Because 75 plus 25 equals 100, and so it means that A + B+ C = 75. Well it's interesting because B plus C by itself, we see at the top that's 35. So we can replace B plus C with 35, and that allows us to solve for A, A = 40. Now we can plug that into the first equation. A + B = 60, so 40 + B = 60, and B = 20, and that's our answer.

Notice, incidentally, if you're curious, A = 40, B = 20, C = 15, D = 25. And those together add up to 100. But our answer here is B = 20. Here's a slightly more complicated problem. Pause the video, and then we'll talk about this.

Okay, so, French and Spanish. Let the left circle equal French and the right circle equal Spanish. And what I'll say here, unfortunately I need a lot of work to work out the Algebra on this problem. So I had to go to a slide that didn't have text of the question on it, but if you look under this video you should see the text of the question printed, and so you can refer to that as I'm talking about this if you wanna read along with me.

So, the first thing it says, is just as many as study neither as study both. Well, the both region is B, the neither region is D, so B=D. Okay that's important. Second we're told one quarter of those who study Spanish also study French. Well those who study Spanish, that's B plus C so one quarter of B plus C Equals the ones who also study French, so those are the people in the overlap group.

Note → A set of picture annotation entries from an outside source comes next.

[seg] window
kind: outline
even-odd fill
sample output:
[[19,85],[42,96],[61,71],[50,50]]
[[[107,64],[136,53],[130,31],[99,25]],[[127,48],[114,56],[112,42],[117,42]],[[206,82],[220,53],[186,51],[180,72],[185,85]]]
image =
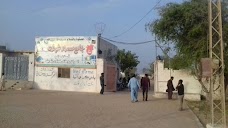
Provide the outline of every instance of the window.
[[70,78],[70,68],[58,68],[58,78]]

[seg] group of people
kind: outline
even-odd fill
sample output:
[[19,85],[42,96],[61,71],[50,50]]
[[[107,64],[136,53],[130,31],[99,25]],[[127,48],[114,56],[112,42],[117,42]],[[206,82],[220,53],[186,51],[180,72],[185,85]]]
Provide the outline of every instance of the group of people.
[[[168,93],[168,99],[172,99],[173,91],[177,90],[178,93],[178,99],[180,100],[180,106],[179,110],[183,110],[183,101],[184,101],[184,85],[183,80],[179,80],[178,84],[176,86],[176,89],[173,86],[173,79],[174,77],[171,77],[167,82],[167,90]],[[128,87],[131,89],[131,102],[138,102],[138,90],[141,88],[143,93],[143,101],[148,100],[148,90],[150,90],[150,79],[148,78],[148,74],[145,74],[145,77],[142,77],[141,84],[139,84],[139,81],[136,79],[136,76],[133,75],[128,83]]]
[[148,74],[145,74],[145,77],[142,77],[140,84],[138,79],[136,79],[136,75],[134,74],[128,82],[128,87],[131,89],[132,103],[138,102],[138,90],[140,88],[142,89],[143,93],[143,101],[147,101],[148,90],[150,89],[150,79],[148,78]]
[[[167,82],[167,89],[166,92],[168,93],[168,99],[172,99],[173,91],[177,90],[178,92],[178,99],[180,100],[180,107],[179,110],[183,110],[183,100],[184,100],[184,85],[183,80],[179,80],[178,84],[176,86],[176,89],[173,86],[173,79],[174,77],[171,77]],[[104,93],[104,73],[101,73],[100,76],[100,84],[101,84],[101,91],[100,94]],[[148,91],[150,90],[150,79],[148,77],[148,74],[145,74],[145,77],[141,78],[141,81],[139,83],[139,80],[136,78],[136,75],[133,74],[131,79],[128,82],[128,88],[131,90],[131,102],[138,102],[138,90],[142,89],[142,95],[143,95],[143,101],[148,100]]]

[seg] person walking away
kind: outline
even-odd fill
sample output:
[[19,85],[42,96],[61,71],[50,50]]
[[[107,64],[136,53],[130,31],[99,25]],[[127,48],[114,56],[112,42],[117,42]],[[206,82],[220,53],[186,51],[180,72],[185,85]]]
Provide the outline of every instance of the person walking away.
[[100,91],[100,94],[104,94],[104,73],[101,73],[101,76],[100,76],[100,84],[101,84],[101,91]]
[[141,88],[143,92],[143,101],[147,101],[148,99],[148,90],[150,89],[150,79],[148,78],[148,74],[145,74],[145,77],[141,80]]
[[175,90],[174,87],[173,87],[173,79],[174,79],[174,77],[171,76],[171,78],[167,82],[167,90],[166,90],[166,92],[168,92],[168,99],[169,100],[172,99],[173,91]]
[[131,89],[131,102],[138,102],[138,90],[140,88],[138,80],[135,78],[135,74],[128,82],[128,87]]
[[6,88],[5,88],[5,75],[4,75],[4,73],[2,73],[2,77],[1,77],[1,91],[6,91]]
[[176,87],[178,93],[178,99],[180,100],[179,110],[183,110],[183,101],[184,101],[184,85],[183,80],[178,81],[178,85]]

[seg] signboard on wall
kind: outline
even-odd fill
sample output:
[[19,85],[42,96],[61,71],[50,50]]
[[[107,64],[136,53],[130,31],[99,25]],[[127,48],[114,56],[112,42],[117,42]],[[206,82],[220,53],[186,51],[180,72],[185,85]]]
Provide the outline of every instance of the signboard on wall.
[[97,37],[38,37],[37,66],[95,68]]

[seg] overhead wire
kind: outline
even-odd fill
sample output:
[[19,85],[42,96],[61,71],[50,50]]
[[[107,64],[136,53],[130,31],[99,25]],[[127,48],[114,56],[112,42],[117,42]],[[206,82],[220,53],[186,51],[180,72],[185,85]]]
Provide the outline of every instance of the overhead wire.
[[101,38],[104,40],[110,41],[110,42],[114,42],[114,43],[118,43],[118,44],[124,44],[124,45],[140,45],[140,44],[155,42],[155,40],[149,40],[149,41],[143,41],[143,42],[129,43],[129,42],[122,42],[122,41],[115,41],[115,40],[111,40],[111,39],[108,39],[105,37],[101,37]]
[[127,33],[128,31],[130,31],[132,28],[134,28],[138,23],[140,23],[148,14],[150,14],[151,11],[153,11],[157,6],[158,4],[161,2],[161,0],[159,0],[139,21],[137,21],[135,24],[133,24],[129,29],[123,31],[122,33],[120,33],[119,35],[116,35],[112,38],[116,38],[116,37],[119,37],[119,36],[122,36],[123,34]]

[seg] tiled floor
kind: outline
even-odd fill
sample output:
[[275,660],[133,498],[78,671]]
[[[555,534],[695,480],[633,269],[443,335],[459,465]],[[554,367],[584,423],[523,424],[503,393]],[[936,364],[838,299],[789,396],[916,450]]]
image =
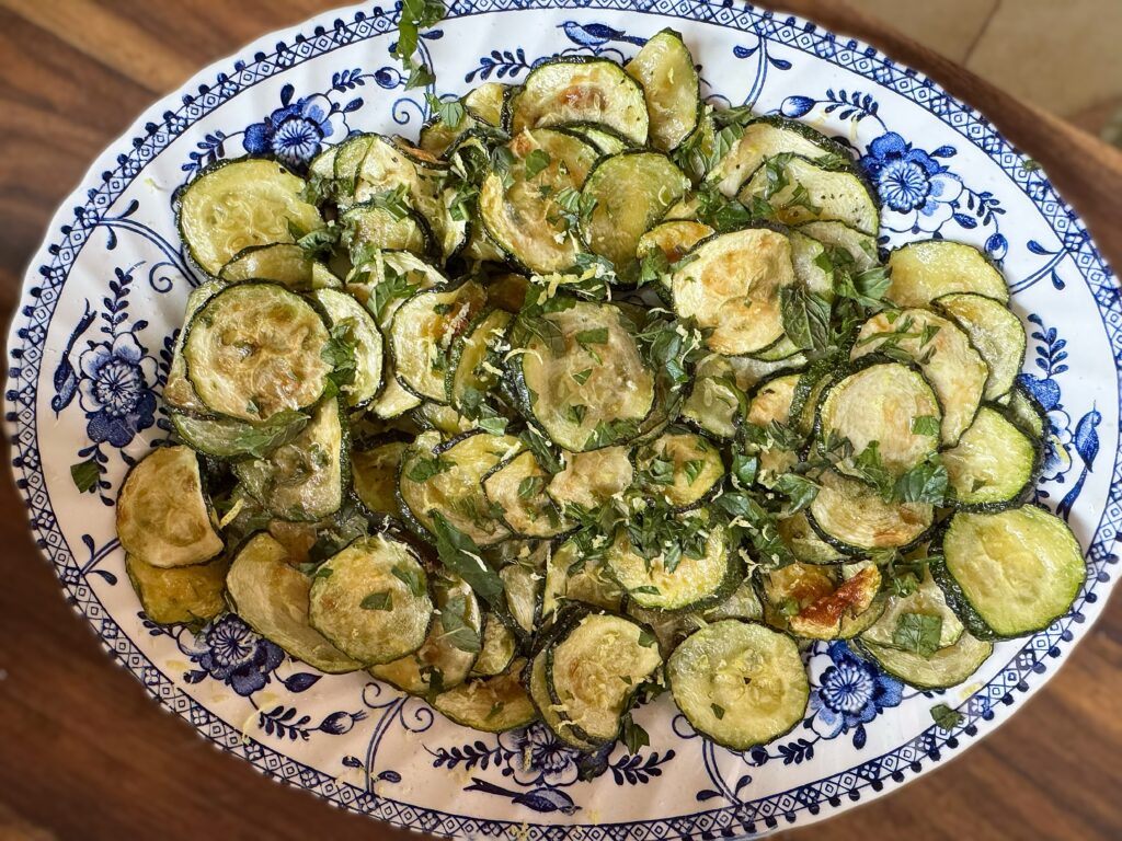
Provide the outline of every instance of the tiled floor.
[[857,2],[1014,96],[1092,133],[1109,135],[1122,111],[1122,0]]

So one quarter B + C = B. I'm just gonna clear the fractions by multiplying that equation by 4, and then it turns out I can subtract B from both sides, and I get C = 3B. And at this point, that gives me a bit of insight. This suggests a method of solution now, because we're able to express D in terms of B.

Now we can express C in terms of B. If we could express A in terms of B, then we could solve for the value of B, and that would allow us to solve for everything. Okay, so let's think about A. The final sentence is that the total number who study French is 10 fewer than those who study Spanish only.

So the total number who study French, A+B, is 10 fewer than Spanish only. Spanish only is C, so A + B = C- 10. So now we're just gonna plug in C = 3B and subtract B from both sides, so A = 2B- 10. So now we've expressed A, C, and D all in terms of B. This is important, because we know A + B + C + D = 200, and we can substitute those other letters for expressions involving B.

And so we'll just add 10 to both sides so we'll get 210 on the left, and then we have 2B + B + 3B + B, that adds up to 7b. So 7B = 210, divide by seven, we get B = 30 so now we have the value of B. Well, we're looking for how many students study French only so A, we're looking for, we'll just plug that into the expression for A. A = 2B- 10, or 2 * 30- 10.

60- 10 = 50, and that's our answer. In summary, Venn Diagrams can be helpful in problems with two overlapping sets. The problem may give a Venn Diagram, but if it doesn't, one if often helpful for solving this kind of question. It's good to sketch it on the scrap paper, and remember to be careful interpreting wording.

If it says all in X, like everyone in the band, or everyone studying French, or something like that, that always includes those who are also in the other group. It includes all the overlap, but if it says all those in X only, all those studying French only, all those on the baseball team only, then that excludes the overlap group. We have to be very careful interpreting the work.